3. Same as the soldered IHS removal solution, clean the TIM off the die and IHS with a Q-Tip and alcohol (its ok to remove excess TIM off the PCB with alcohol and a Q-Tip as it drys instantly).

4. Repeat step 11 from the soldered IHS removal solution.

5. Boot up and get ready to catch your jaw before it smashes the floor and you loose all your teeth Run your favorite stress program and almost pass out from your amazing temps If you got a good cooler such as the CNPS9700, TRUE, Tuniq, etc. Expect at minimum a 10c drop and a maximum of a 25c drop! I myself experienced a 17c drop

Now hopefully every person reguardless of a soldered or non solder CPU that attempted at removing their IHS has had success. Now you can ramp up the clocks and volts to limits that were just impossible before hand. If you ever wanted something to give you bragging rights, this is it You will feel amazed with the ammount of money you spent on your CPU, found its proposed limit due to heat, then came across this guide and completed it successfully, and pulled another 200-500Mhz out of that processor of yours!

(3.2) Pics of My IHS Removed (E4500)

As some of you may know already, I have removed my own IHS off my E4500, there was alot of mystery if it was soldered or not and I decided to cross my fingers and go for it


If anyone has problems or questions or advice on how to make the guide even more clear (typos, repeated statements, didn't explain something enough, something I missed or was incorrect about, etc), post away as I am taking suggestions.

The Hundred Gunner 03-11-2008 06:15 PM

I want to note that if your HSF's mounting system is NOT a solid one (solid being that it screws in or something), then you'll probably get worse temps because there is less surface area contact. For example, my Ninja uses a clip system. Since the clip system is not "solid" like a screw-in system would be, the core doesn't make good contact with the HSF (the HSF can "hang" since it's so big), and my temps were worse.

Fishie36 03-11-2008 06:31 PM

I'm really liking that list you compiled of the soldered/not CPU's.
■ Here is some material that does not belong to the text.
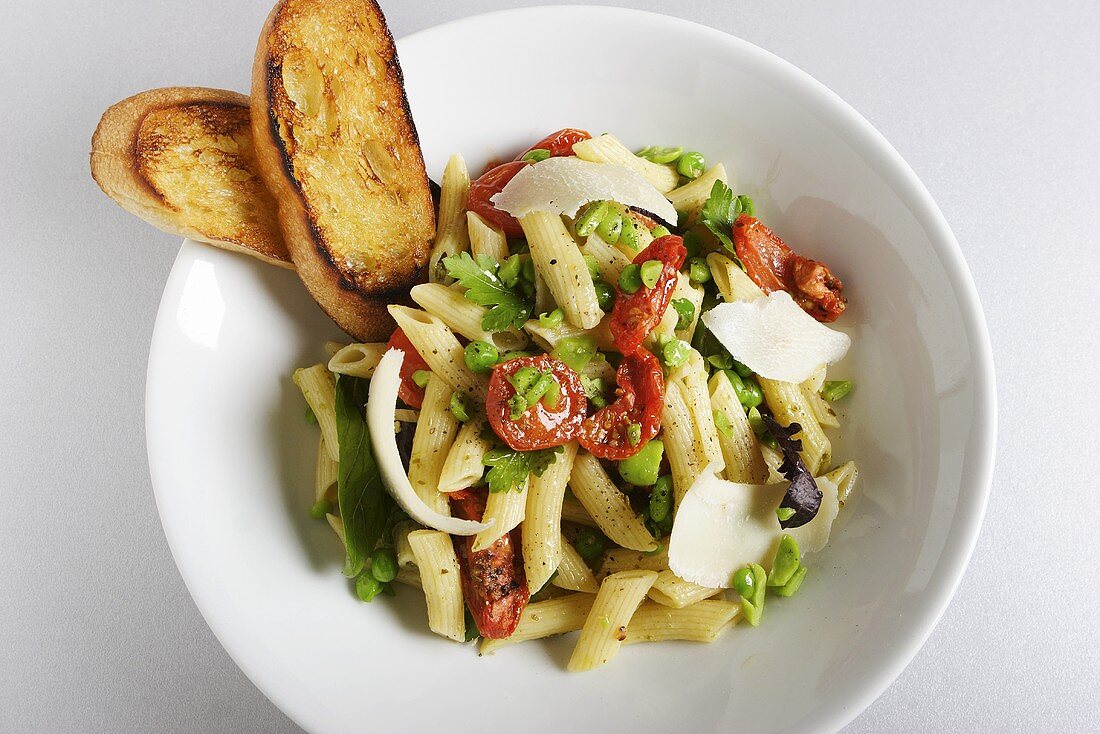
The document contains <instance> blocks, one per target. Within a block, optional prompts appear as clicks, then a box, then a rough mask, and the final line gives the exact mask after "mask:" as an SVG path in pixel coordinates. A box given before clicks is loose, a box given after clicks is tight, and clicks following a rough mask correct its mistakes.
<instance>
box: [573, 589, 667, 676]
mask: <svg viewBox="0 0 1100 734" xmlns="http://www.w3.org/2000/svg"><path fill="white" fill-rule="evenodd" d="M656 580H657V572H656V571H620V572H618V573H612V574H610V576H609V577H607V578H606V579H604V581H603V583H601V584H599V591H598V592H596V600H595V601H594V602H593V603H592V609H591V610H590V612H588V616H587V618H586V620H585V621H584V626H583V627H581V637H580V638H579V639H577V640H576V647H574V648H573V655H572V657H570V658H569V666H568V668H569V670H571V671H573V672H577V671H581V670H592V669H594V668H598V667H601V666H604V665H607V664H608V662H610V660H612V659H613V658H614V657H615V656H616V655H617V654H618V650H619V647H621V646H623V640H624V639H626V637H627V634H626V631H627V628H628V627H629V625H630V617H631V616H634V613H635V611H636V610H637V609H638V606H639V605H640V604H641V601H642V600H643V599H645V598H646V593H647V592H648V591H649V588H650V587H652V585H653V581H656Z"/></svg>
That's some golden data right there.

Personally I removed the IHS on my X2 without troubles but as I thought the one on my E6320 is soldered so I'm not gonna bother.

biftek 03-11-2008 07:07 PM

Although they probably will be.
It has not yet been verified that the IHS's on the Q9300 Q9450 and Q9550 are soldered (unless i missed something) so it'd probably be best to put an * next to them too.
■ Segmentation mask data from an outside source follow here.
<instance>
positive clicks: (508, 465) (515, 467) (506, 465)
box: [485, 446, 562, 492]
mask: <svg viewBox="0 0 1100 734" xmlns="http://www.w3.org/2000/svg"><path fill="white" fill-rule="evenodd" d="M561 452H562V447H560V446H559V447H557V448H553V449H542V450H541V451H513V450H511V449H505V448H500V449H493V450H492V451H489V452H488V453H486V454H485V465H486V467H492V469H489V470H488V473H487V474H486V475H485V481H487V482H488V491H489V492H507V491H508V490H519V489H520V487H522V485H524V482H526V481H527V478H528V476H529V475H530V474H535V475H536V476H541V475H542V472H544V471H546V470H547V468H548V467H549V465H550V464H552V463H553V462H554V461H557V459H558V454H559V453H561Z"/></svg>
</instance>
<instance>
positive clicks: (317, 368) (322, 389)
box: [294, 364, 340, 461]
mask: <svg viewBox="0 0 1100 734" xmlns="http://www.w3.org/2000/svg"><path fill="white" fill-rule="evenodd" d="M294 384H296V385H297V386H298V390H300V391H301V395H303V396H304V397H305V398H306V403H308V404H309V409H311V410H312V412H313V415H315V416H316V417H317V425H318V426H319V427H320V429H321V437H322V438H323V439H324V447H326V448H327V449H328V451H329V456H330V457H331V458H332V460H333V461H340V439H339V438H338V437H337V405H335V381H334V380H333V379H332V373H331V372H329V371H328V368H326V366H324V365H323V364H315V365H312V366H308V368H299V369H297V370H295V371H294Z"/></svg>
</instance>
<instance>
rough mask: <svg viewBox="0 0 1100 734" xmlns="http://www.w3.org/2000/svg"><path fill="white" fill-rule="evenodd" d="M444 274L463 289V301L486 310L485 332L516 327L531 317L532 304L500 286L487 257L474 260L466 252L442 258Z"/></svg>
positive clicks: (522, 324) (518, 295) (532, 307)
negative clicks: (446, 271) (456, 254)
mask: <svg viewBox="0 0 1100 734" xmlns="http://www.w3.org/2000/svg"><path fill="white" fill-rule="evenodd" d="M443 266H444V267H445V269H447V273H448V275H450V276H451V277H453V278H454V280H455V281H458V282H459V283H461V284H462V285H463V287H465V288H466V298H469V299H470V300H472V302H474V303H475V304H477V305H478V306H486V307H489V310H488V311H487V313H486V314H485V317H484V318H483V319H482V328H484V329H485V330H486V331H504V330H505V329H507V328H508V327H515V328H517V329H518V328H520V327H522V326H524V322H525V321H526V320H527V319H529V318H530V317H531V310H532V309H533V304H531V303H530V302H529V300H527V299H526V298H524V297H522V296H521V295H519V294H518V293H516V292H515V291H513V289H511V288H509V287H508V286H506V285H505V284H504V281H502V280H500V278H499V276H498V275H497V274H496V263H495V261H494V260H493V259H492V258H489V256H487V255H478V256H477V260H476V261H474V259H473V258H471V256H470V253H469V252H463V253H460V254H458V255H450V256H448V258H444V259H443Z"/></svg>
Otherwise, I vote to sticky this!

intelfan 03-11-2008 08:45 PM

What if you don't have a torch?

I found this.

GigaByte 03-11-2008 08:47 PM

Originally Posted by intelfan View Post
What if you don't have a torch?

I found this.
Use a lighter.

EDIT: Seen that thread many times, theirs had a pop and went flying off because they had the razors wedged in while heating the IHS. Do not do what they did, they put constant pressure on the solder and when it got hot it let go, with pressure and ripped part of the die off in the process.

aksthem1 03-11-2008 08:53 PM

Nice write up. Hmmm... that might explain why my temps are high on my cpu compared to my friends e6600.
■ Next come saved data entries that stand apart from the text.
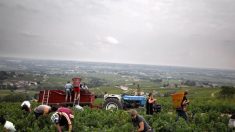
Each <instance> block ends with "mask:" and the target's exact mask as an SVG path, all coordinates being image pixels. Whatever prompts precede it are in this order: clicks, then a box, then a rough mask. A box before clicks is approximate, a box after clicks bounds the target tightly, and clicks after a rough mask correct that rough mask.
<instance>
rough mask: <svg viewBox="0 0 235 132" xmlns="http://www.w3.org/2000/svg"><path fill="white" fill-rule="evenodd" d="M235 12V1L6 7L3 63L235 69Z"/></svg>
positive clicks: (1, 48)
mask: <svg viewBox="0 0 235 132" xmlns="http://www.w3.org/2000/svg"><path fill="white" fill-rule="evenodd" d="M234 6H235V2H234V1H233V0H223V1H221V0H214V1H205V0H187V1H185V0H177V1H175V0H158V1H156V0H148V1H144V0H118V1H116V0H98V1H97V0H70V1H66V0H56V1H51V0H42V1H38V0H22V1H19V0H11V1H9V0H2V1H0V17H1V19H0V56H22V57H25V56H26V57H27V56H31V57H41V58H63V59H78V60H81V59H82V60H86V61H89V60H92V61H110V62H123V63H145V64H161V65H185V66H196V67H216V68H233V69H234V67H235V64H234V63H231V62H232V61H233V60H234V59H233V58H234V54H235V52H234V51H235V49H234V45H233V44H234V43H235V40H234V38H235V36H234V34H235V26H234V23H235V17H234V16H235V8H234ZM50 49H53V50H52V51H51V50H50ZM67 51H72V52H69V53H68V52H67Z"/></svg>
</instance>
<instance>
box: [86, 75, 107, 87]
mask: <svg viewBox="0 0 235 132" xmlns="http://www.w3.org/2000/svg"><path fill="white" fill-rule="evenodd" d="M104 83H105V81H104V80H102V79H99V78H95V77H93V78H91V81H90V82H88V83H87V86H88V87H89V88H92V87H99V86H102V85H103V84H104Z"/></svg>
Azazel 03-11-2008 09:02 PM

One day when I'm ready to upgrade my pc I'll decap my q6600. I'm just going to cut around the edges with a razor and then throw the chip in the oven though. That should ensure the entire chip/solder/ihs is all at the same temp so part of the chip doesn't come off with the ihs. Thats a couple years down the road though.

GigaByte 03-11-2008 09:04 PM

Originally Posted by Azazel View Post
One day when I'm ready to upgrade my pc I'll decap my q6600. I'm just going to cut around the edges with a razor and then throw the chip in the oven though. That should ensure the entire chip/solder/ihs is all at the same temp so part of the chip doesn't come off with the ihs. Thats a couple years down the road though.
The PCB will melt.. the die will fry and the IHS will probably warp. You're actually going to do that to the poor thing?

Azazel 03-11-2008 09:10 PM

You are right I forgot about how hot solder has to get to melt. Well then ... frying pan with some oil it will be.

Edit: Or some thermal grease. Whatever will get the enitre ihs hot enough all at the same time.